The workshop was sponsored by AOAC International, the Consumer Healthcare Products Association and NIH's Office of Dietary Supplements. The meeting stemmed from an FY 2002 congressional directive for ODS to "speed up" ongoing collaborations to develop, validate and disseminate analytical methods and reference materials for supplements (1 (Also see "ODS Methods, Reference Materials Program To Be Directed By AHPA’s Betz" - Pink Sheet, 17 Dec, 2001.), p. 14).

Such analytical methods have been under development by groups such as AOAC and the Institute for Nutraceutical Advancement, which was acquired by NSF International in November.
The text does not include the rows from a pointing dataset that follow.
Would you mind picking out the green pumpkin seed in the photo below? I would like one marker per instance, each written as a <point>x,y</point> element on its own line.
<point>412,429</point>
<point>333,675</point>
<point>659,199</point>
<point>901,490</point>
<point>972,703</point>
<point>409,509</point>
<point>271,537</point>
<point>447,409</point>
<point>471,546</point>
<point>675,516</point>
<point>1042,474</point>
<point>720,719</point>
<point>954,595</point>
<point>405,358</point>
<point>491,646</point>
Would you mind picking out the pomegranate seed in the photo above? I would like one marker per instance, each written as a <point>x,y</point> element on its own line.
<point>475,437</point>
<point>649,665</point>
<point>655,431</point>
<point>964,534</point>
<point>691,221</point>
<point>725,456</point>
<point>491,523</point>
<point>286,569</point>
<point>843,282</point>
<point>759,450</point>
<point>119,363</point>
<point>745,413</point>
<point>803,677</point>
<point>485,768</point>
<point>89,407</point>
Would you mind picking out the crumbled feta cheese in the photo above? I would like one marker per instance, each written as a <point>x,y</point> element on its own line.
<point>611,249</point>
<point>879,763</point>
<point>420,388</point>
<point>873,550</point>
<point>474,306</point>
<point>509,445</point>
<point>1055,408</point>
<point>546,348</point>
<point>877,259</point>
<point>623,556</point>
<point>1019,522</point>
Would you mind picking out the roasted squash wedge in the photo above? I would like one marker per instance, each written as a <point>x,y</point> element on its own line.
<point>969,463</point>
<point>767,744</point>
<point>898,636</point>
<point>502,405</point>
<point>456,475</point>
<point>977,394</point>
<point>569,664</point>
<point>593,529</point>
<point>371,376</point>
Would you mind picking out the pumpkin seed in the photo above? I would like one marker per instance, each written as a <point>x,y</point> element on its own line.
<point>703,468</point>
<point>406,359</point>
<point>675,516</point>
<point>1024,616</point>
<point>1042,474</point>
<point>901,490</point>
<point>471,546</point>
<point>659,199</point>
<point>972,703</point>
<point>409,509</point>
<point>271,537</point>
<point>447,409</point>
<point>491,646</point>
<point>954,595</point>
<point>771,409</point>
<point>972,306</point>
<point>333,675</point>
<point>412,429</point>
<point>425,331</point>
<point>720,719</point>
AOAC's Electronic Compilation of Analytical Methods database system for rapid validation and distribution of methods is expected to debut later this year. The standards-setting group also is developing testing methods for ephedra and aristolochic acid under a contract with FDA and ODS (2 (Also see "AOAC Supplement Analytical Methods Electronic Database In Development" - Pink Sheet, 18 Feb, 2002.), p. 13).

A methods database will save both time and expense for supplement manufacturers and contract laboratories retained to perform quality assurance work, and will ensure consistent results among labs, regulatory and industry representatives said.

Frazier noted validated dietary supplement analytical methods "have to be somewhat user-friendly, because if you're making six or seven billion tablets a year, that's a whole lot of stuff you're testing every day. You can't afford to have a lot of issues."

In addition, analytical methods should be open for future revisions, suggested Frank Jaksch, president and CEO of ChromaDex, a Santa Anna, Calif.-based laboratory. "This is a dynamic process. The methods have to be changeable, depending upon circumstances in the future - maybe a technology change, maybe someone finds a better way to do something."

American Herbal Pharmacopeia President & CEO Roy Upton suggested analytical methods should not just focus on a botanical's single analyte but, rather, should look at the active or marker compound "within the context of the fingerprint of the whole plant."

Upton called for a unified approach to development of dietary supplement analytical methods, including ultimate adoption by FDA, industry and standards-setting bodies such as the U.S. Pharmacopeia.

"Maybe there are different methods for different compounds, maybe there are different methods for matrices, but we all have to be on the same page," Upton said. "If we don't, then the manufacturers and the marketers are going to continue to shop around labs until they get...the value they're looking for, regardless of the quality of the product."

Validated analytical methods also will lend credibility to clinical trials and reduce the need for repeating studies, said FDA Senior Advisor for Science Bernard Schwetz, PhD, who stressed the importance of thoroughly understanding product composition before moving on to safety and efficacy testing.

"When you do studies, whether they're humans or animals, and whatever the effect is that is seen - beneficial or harmful - people are going to question the results because they don't know and you don't know what you tested," he said.